La loi relative à l'euthanasie a été adoptée le 16 mai 2002 et entrera en vigueur le 20 septembre 2002 (1(*)). Elle ne modifie pas le code pénal, mais assure la protection juridique du médecin qui pratique une euthanasie à la demande de son patient, majeur ou mineur émancipé, dès lors que certaines conditions de fond et de procédure ont été respectées.

Elle a pour origine une proposition de loi déposée au Sénat en décembre 1999. Les initiatives parlementaires relatives à la dépénalisation de l'euthanasie s'étaient succédé depuis plusieurs années. La loi relative à l'euthanasie a été adoptée en même temps qu'une loi relative aux soins palliatifs.

La loi sur l'euthanasie reconnaît aux patients la possibilité de demander à l'avance qu'un médecin mette fin à leurs jours pour le cas où ils ne pourraient plus exprimer leur volonté.

1) La dépénalisation de l'euthanasie

a) La reconnaissance législative de l'euthanasie

La loi sur l'euthanasie définit l'euthanasie comme « l'acte pratiqué par un tiers, qui met intentionnellement fin à la vie d'une personne, à la demande de celle-ci ». Elle ne modifie pas le code pénal, mais elle précise que l'euthanasie, dans la mesure où elle est pratiquée par un médecin qui respecte certaines conditions, ne constitue pas une infraction pénale.

Dans les autres cas, l'euthanasie peut être poursuivie sur le fondement des articles 393, 394 et 397 du code pénal, qui incriminent respectivement le meurtre, l'assassinat et l'empoisonnement. Lorsqu'elle prend la forme de l'assistance au suicide, elle peut être qualifiée de non-assistance à personne en danger. Elle tombe alors sous le coup des articles 422 bis et 422 ter.

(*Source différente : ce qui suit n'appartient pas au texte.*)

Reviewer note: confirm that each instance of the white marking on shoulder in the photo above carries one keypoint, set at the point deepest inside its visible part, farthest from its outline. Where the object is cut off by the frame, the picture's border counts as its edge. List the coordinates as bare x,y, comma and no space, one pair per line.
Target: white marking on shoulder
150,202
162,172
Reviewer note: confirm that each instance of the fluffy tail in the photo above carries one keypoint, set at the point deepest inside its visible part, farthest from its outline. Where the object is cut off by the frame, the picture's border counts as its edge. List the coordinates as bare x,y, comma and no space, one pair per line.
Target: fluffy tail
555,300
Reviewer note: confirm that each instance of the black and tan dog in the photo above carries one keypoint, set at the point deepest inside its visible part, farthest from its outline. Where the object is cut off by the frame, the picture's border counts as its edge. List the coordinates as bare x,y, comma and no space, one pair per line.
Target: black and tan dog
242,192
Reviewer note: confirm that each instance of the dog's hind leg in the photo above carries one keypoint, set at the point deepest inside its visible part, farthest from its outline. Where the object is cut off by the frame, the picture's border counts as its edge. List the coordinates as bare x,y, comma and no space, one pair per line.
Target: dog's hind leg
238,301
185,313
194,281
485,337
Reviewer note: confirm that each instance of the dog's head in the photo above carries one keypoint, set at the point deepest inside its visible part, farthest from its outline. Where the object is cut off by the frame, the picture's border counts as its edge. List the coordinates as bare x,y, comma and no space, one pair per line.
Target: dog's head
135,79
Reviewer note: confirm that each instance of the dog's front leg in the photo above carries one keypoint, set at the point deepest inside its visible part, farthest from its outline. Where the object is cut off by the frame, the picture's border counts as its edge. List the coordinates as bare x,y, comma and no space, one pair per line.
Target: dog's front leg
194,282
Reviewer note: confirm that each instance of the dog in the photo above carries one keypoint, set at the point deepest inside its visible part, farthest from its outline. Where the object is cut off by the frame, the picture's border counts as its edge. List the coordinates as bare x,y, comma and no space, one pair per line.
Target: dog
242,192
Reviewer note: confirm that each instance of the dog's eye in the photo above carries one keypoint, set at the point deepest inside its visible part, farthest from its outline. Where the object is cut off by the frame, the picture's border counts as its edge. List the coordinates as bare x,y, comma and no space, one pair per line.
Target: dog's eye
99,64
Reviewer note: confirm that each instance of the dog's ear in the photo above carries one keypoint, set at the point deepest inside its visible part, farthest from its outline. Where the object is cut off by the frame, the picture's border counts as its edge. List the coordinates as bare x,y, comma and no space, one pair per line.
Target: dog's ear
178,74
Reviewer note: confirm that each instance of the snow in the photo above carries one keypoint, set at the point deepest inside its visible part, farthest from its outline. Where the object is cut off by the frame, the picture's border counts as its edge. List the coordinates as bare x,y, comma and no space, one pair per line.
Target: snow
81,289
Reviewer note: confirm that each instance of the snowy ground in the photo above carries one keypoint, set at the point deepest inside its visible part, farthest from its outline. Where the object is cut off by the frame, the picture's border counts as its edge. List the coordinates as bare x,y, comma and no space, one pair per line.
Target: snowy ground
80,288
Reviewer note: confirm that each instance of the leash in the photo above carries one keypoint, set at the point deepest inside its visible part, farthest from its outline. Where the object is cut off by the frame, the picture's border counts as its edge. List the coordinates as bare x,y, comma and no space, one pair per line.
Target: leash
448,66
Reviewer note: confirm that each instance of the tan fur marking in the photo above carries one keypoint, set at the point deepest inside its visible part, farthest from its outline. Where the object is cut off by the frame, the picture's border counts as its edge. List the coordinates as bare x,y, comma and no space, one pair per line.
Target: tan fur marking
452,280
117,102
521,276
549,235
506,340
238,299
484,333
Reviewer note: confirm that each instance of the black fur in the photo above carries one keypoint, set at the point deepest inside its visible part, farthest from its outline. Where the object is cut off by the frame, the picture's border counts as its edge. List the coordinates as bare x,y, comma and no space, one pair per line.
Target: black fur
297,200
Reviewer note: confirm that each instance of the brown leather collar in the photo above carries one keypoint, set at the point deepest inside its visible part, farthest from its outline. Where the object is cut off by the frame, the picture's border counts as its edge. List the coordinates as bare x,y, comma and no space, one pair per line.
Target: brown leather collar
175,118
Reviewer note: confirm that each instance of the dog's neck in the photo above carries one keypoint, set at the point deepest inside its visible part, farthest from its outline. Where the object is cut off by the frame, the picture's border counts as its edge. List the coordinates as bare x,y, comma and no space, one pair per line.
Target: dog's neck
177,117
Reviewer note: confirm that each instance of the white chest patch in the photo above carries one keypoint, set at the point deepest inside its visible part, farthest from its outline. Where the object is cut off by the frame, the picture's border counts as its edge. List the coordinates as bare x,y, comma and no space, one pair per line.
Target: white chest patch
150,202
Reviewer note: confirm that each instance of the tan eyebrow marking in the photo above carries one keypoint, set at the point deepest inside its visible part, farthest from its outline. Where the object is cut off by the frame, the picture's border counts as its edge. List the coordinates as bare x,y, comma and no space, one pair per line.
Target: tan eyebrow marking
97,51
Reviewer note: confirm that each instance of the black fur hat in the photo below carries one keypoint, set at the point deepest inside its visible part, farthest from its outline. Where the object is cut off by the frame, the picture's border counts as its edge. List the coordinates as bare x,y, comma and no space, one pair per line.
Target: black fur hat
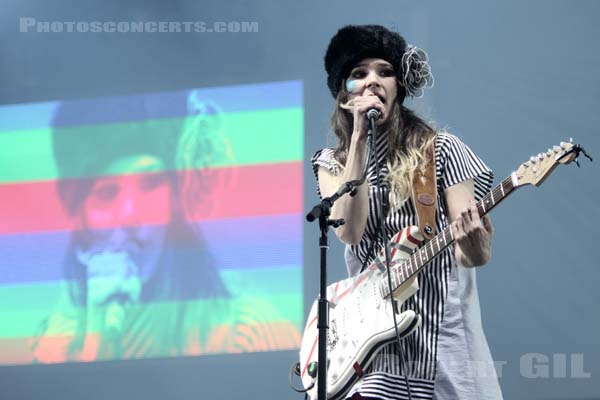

b) Les conditions de la dépénalisation

L'euthanasie fondée sur la demande du patient ne constitue pas une infraction pénale, lorsque les conditions de fond et de procédure décrites à l'article 3 de la loi sont respectées par le médecin.

· Les conditions de fond

Elles se rapportent au patient, qui doit :

- être « capable et conscient » ;

- formuler sa demande de façon « volontaire, réfléchie et répétée », et être libre de toute contrainte.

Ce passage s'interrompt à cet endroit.